Personal Data Protection Act 2010 and Tort Law
Currently, there is no express right provided within the Act to aggrieved data subjects to pursue a civil claim for breaches under the Act against the government. Nonetheless, they may still rely on the Tort of Negligence and proceed with the matter in a tortious claim against the data user who leaked his personal data provided that if they are able to furnish the court with any evidence that their personal data was leaked by the data users and that leak was due to the negligence on the part of the data users.
“Personal data” is defined in section 4 of the Act as any information in respect of commercial transactions, which—
(a) is being processed wholly or partly by means of equipment operating automatically in response to instructions given for that purpose;
(b) is recorded with the intention that it should wholly or partly be processed by means of such equipment; or
(c) is recorded as part of a relevant filing system or with the intention that it should form part of a relevant filing system.
Hence, any data user who leaks the personal data of a data subject to the public will be exposed to a tortious claim in negligence.

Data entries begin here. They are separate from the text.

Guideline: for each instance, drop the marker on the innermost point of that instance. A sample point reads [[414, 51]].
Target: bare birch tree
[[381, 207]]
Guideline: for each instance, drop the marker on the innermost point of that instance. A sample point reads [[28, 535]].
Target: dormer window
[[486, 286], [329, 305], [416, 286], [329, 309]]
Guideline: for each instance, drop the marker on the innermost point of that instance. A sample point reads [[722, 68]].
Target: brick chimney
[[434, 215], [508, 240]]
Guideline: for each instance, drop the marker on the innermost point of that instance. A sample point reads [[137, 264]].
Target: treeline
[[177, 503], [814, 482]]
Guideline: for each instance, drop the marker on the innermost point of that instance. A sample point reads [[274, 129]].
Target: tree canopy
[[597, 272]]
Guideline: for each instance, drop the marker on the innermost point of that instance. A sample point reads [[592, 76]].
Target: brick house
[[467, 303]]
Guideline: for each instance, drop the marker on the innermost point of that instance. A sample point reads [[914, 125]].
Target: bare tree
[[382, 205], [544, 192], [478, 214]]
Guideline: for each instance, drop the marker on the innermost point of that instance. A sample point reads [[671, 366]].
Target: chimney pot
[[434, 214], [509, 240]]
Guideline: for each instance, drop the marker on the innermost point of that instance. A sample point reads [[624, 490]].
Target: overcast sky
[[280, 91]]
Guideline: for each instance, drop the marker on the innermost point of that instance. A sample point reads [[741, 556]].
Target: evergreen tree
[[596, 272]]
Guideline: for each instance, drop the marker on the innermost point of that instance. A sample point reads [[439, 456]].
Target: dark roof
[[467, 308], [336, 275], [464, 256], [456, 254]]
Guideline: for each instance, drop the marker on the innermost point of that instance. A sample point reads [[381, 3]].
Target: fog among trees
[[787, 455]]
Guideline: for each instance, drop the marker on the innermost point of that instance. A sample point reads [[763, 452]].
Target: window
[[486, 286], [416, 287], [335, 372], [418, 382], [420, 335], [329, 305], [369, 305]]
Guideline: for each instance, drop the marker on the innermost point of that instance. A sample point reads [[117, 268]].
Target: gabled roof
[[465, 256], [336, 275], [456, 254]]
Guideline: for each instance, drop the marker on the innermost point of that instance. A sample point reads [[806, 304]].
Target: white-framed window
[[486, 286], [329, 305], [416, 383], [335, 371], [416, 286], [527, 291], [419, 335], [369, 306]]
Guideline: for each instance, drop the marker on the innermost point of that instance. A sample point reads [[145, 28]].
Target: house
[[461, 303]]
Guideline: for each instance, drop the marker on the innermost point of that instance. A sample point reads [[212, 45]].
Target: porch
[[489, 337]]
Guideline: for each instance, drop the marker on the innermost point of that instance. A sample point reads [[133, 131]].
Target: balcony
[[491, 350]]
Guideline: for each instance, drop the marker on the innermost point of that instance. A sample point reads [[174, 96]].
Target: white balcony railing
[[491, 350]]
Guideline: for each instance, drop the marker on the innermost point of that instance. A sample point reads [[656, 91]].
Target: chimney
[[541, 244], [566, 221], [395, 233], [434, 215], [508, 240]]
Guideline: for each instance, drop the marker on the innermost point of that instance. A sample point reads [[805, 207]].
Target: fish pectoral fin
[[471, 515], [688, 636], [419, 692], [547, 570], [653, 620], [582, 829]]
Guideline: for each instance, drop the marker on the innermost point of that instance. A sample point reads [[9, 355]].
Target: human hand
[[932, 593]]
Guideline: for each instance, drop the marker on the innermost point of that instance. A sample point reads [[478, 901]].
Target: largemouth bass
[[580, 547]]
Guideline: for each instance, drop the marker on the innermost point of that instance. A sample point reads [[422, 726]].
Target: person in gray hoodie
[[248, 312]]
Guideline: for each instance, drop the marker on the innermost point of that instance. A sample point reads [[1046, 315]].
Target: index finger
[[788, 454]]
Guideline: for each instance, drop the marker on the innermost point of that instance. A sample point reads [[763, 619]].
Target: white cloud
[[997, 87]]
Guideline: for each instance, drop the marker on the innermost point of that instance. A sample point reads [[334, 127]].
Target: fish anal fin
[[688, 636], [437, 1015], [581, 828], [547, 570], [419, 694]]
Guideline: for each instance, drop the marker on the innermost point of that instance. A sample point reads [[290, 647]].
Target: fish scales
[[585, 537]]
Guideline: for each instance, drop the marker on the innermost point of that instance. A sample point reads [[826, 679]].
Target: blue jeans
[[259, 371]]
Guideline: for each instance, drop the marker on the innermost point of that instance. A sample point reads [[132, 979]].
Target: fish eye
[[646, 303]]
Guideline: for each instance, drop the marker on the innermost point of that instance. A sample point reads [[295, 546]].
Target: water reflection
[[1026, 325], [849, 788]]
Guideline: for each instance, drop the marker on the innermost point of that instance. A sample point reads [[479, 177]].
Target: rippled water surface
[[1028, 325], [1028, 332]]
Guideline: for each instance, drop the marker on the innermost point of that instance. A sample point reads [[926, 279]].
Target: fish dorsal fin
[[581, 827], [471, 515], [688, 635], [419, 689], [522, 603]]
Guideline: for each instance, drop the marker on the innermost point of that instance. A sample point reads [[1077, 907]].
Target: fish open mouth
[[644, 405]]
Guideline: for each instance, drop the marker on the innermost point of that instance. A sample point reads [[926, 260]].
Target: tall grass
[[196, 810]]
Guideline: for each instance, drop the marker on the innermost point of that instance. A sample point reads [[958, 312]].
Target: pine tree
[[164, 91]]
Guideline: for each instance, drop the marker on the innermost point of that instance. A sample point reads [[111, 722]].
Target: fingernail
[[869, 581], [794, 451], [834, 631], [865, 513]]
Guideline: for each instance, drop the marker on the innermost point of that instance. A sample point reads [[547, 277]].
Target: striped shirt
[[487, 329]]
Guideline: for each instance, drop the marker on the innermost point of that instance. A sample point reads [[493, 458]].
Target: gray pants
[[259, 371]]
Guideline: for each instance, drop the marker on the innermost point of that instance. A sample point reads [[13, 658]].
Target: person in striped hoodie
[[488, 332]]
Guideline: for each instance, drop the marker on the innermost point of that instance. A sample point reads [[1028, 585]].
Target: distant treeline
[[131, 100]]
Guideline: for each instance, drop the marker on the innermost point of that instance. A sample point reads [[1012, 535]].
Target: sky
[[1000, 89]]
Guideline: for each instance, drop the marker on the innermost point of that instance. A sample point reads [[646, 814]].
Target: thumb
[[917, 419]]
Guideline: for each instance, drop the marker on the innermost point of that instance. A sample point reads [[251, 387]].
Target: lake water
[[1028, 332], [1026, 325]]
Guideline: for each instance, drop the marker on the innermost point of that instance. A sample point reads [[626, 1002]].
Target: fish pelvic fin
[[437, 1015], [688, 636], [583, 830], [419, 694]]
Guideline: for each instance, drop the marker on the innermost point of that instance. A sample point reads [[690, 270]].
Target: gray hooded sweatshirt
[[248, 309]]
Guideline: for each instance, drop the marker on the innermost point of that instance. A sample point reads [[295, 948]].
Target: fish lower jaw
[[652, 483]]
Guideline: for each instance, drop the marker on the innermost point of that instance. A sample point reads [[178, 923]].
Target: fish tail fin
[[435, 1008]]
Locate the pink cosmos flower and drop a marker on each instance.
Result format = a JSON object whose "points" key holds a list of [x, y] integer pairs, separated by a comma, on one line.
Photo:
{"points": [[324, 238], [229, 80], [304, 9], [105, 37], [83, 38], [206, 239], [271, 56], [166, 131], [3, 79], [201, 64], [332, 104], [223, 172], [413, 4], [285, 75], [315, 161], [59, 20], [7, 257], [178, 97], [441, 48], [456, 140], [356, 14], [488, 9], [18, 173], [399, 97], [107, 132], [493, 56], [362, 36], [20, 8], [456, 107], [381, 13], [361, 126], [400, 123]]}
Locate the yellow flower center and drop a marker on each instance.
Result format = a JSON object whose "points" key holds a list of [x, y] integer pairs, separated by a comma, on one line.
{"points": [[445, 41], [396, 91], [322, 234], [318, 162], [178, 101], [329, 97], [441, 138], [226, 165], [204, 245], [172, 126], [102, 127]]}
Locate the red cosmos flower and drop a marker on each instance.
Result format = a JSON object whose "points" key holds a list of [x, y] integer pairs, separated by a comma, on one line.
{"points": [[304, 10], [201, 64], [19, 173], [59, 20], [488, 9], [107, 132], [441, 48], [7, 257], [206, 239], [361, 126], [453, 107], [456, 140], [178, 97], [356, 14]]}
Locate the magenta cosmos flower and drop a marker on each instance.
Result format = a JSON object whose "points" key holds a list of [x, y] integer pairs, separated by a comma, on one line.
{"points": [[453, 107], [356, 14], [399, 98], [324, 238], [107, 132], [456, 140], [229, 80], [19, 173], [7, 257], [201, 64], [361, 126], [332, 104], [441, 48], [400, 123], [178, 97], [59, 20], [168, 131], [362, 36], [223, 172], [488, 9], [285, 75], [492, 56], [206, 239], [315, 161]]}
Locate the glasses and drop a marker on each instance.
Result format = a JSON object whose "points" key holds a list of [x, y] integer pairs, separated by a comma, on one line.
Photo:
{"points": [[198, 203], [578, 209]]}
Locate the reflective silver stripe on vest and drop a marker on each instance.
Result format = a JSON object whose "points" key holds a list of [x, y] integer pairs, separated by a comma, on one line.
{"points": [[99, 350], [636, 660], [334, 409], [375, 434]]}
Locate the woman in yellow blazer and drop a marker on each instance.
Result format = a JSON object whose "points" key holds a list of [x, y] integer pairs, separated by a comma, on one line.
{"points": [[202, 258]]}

Cases Involving Other Governments
At the time this article was written, there are no reported cases where a court of law has ruled that a government agency is responsible for the leakage of data in their possession. However, there are instances where governments have admitted to being the cause of data leaks. For instance3:
|France||A cyber-attack on the government’s ‘France-Visas’ website breached the personal details of individuals looking to visit or emigrate to the country.|
|US (West Virginia)||State government revealed that its Mid Atlantic Career Consortium Employment Services (MACC) database was breached after a cyber-attack on Workforce West Virginia, which has the largest database of job seekers in the state.|
|Government of Quebec, Canada||The government of Quebec admitted to a data breach potentially impacting around 360,000 teachers employed in the Canadian province.|
|New Zealand||Generate, a savings scheme provider with links to the New Zealand government, reported a security incident impacting around 26,000 citizens.|
|UK||London’s Metropolitan Police, whose data was managed by Suprema, was exposed to a breach in which a database that included more than one million fingerprints, usernames, passwords, and facial recognition data was leaked.|
To conclude, the Act does not apply to the Federal Government and State Government and this position also indirectly applies to government agencies due to the broad definition provided under IA 1948 and 1967. The Act seems to not apply to government-owned entities and government-owned corporations. Nevertheless, to be on the safe side, the Federal Government, State Government, and government-owned agencies should ensure proper management of the data for the simple reason that the government can still be argued to owe a duty of care under the law of torts. Any breach of this duty may still expose the government to civil suits.